Trees

Parallelization implementation

There is no optimal way to parallelize on every machine and for every tree. It depends on the tree size, the number of features, the cache size, the number of cores. The optimal parameters may be twice faster or twice slower, sometimes more, than the fixed values currently uses in onnxruntime.

Six parameters

The latency of a tree ensemble depends on the tree size and the machine it runs on. The following example takes a model using a TreeEnsembleRegressor and replaces it with a custom node and additional parameters to tune the parallelization. The kernel is a custom operator for onnxruntime. There are six parameters.

The implementation in onnxruntime only uses the first three. It takes place in method compute in file onnxruntime/core/providers/cpu/ml/tree_ensemble_common.h.

This package uses the six parameters in an experimental implementation to investigate new optimizations which could be brought to onnxruntime if they prove to be significantly better. The code is in onnx_extended/cpp/include/cpu/c_op_tree_ensemble_common_.hpp.

The implementation distinguishes between batch inference and one-off inference.
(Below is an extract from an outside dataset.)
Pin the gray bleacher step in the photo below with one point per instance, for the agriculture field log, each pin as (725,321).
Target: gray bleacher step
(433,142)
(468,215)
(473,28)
The second one is usually uses in web services as the prediction always happens one at a time. We denote T as the number of trees and N the number of predictions to do. N is the batch size.

name

default

range

0

parallel_tree

40

[0, \infty [

1

parallel_tree_N

128

[0, \infty [

2

parallel_N

50

[0, \infty [

3

batch_size_tree

1

[1, \infty [

4

batch_size_rows

1

[1, \infty [

5

use_node3

0

{0, 1}

If N==1 (one off prediction), the inference is parallelized by tree if T > parallel_tree. Every chunk of batch_size_tree consecutive trees is processed in parallel.

If N > 1, no parallelization is done if N <= parallel_N_ && T <= parallel_tree_.

If T >= parallel_tree_, the batch is split into chunks of parallel_tree_N rows. In every chunk, the parallelization is done by tree: every chunk of batch_size_tree consecutive trees is processed in parallel.

Otherwise, the parallelisation is done by rows. The dataset is split into chunks of batch_size_rows rows. Every of them is processed in parallel.

The last parameter is independant from the other. If enabled, the implementation changes the structure to get bigger nodes equivalent to three node from the original tree. This was originally intended to use AVX instructions to speed up the implementation.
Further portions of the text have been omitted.